Con la encíclica Laudato si’, la Iglesia dispone de un texto poderoso para pensar en el desafío ecológico en términos religiosos. Expone con fuerza la cultura de la sobriedad y la moderación, el respeto debido a nuestra casa común, la Tierra, y el estrecho vínculo que debe establecerse entre la ecología y la lucha contra la pobreza. En este aspecto, la Iglesia se adelanta a los muchos evangélicos, notablemente en los EE.UU., que siguen con su fijación de un Armagedón final hasta el punto de alegrarse de que la crisis climática pueda acelerarlo. Entre ellos abunda el negacionismo climático. 

La encíclica también da un paso importante para responder a la acusación formulada por Lynn White, un presbiteriano estadounidense y un gran admirador del franciscanismo, en un famoso artículo de 1967. Según este autor, el cristianismo ha construido una teología de la dominación del hombre sobre la naturaleza. Dios, en su absoluta trascendencia, creó al hombre a su imagen y semejanza y puso la naturaleza a su pleno servicio (Gn 1,26-28). White ve aquí las raíces de la crisis ecológica, ya que el hombre ha utilizado sin límites el privilegio que se le ha concedido. “El hombre –dice– participa en gran medida de la trascendencia de Dios en la naturaleza”. De ahí, en la otra cara de la moneda, un desarrollo científico y técnico sin parangón para explotar al máximo los recursos naturales. Frente a esta interpretación «despótica» del texto bíblico, por utilizar la palabra de J. Baird Callicott, la encíclica opone la interpretación de la «buena administración», que también puede leerse en los libros 2 y 3 del Génesis. Aquí, la visión es la de una naturaleza que nos ha sido confiada por Dios, a la que debemos ser fieles y cuidadosos administradores. Para muchos (ver Pablo Ortúzar, Román Guridi), esta segunda lectura es suficiente para desbancar a la primera.
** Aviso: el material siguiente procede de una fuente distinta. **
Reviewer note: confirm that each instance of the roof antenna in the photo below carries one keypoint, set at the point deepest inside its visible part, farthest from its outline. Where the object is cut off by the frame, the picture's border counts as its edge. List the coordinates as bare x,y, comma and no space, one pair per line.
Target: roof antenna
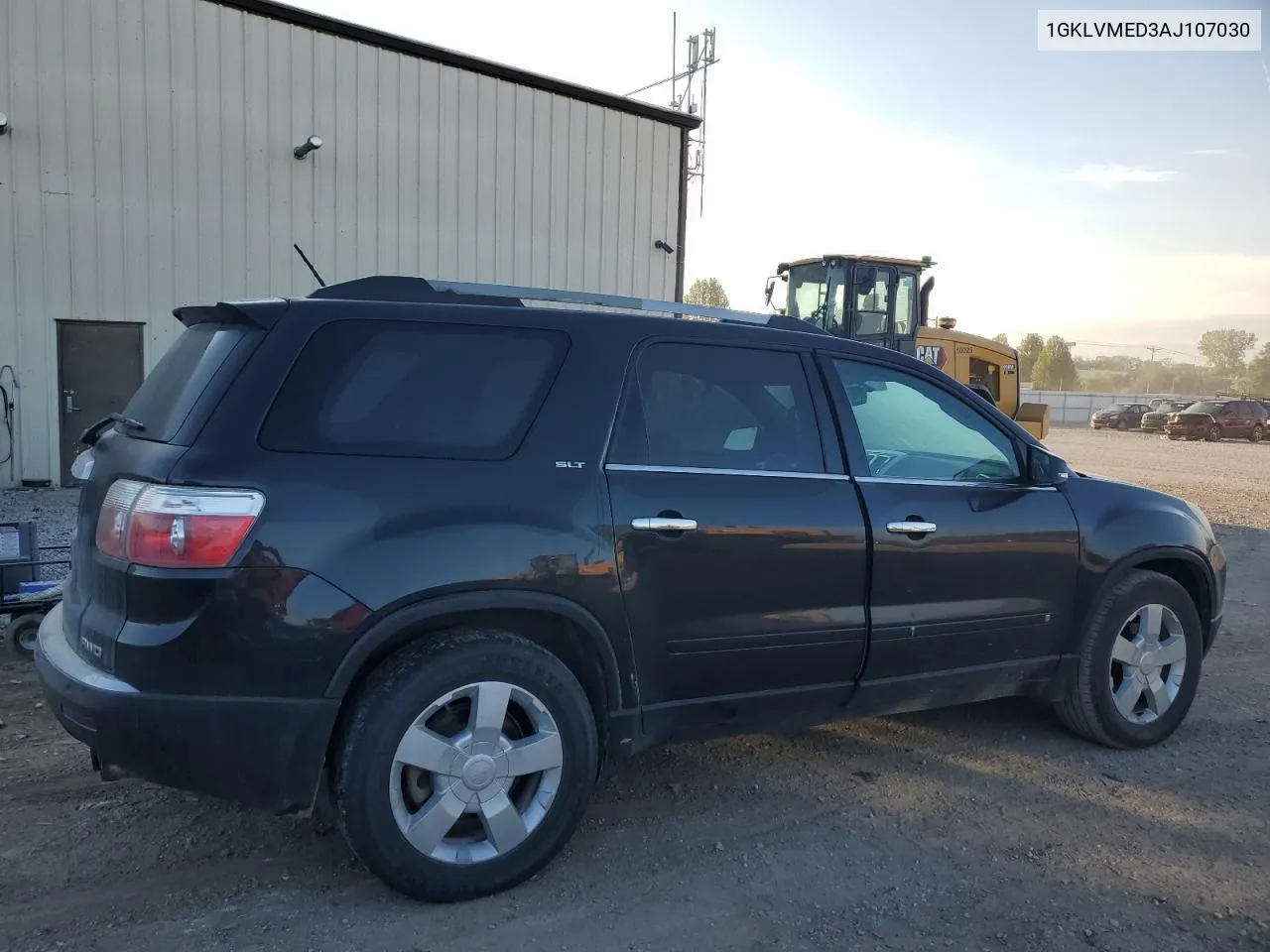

Pero el avance es débil porque, incluso como administrador benévolo, el hombre sigue en una posición de dominio prepotente sobre los recursos naturales, al punto de llegar a lo que se llama el Antropoceno. La encíclica propone otra línea argumental, apoyándose en la figura de Francisco de Asís: aquí la naturaleza, en su infinita belleza y diversidad, es vista como un himno a la gloria de Dios, una naturaleza de la que somos parte íntima. Aquí es posible un pensamiento ecológico global. El «yo protejo el bosque» se convierte, en esta visión franciscana, en «yo soy parte del bosque y él y yo nos protegemos mutuamente». Con esta idea de que la naturaleza se convierte en el todo, se restablece un inmanentismo largamente olvidado en la teología católica, a riesgo de enfadar a ciertos círculos conservadores que ven en ello un peligroso deslizamiento hacia el abandono de toda trascendencia divina.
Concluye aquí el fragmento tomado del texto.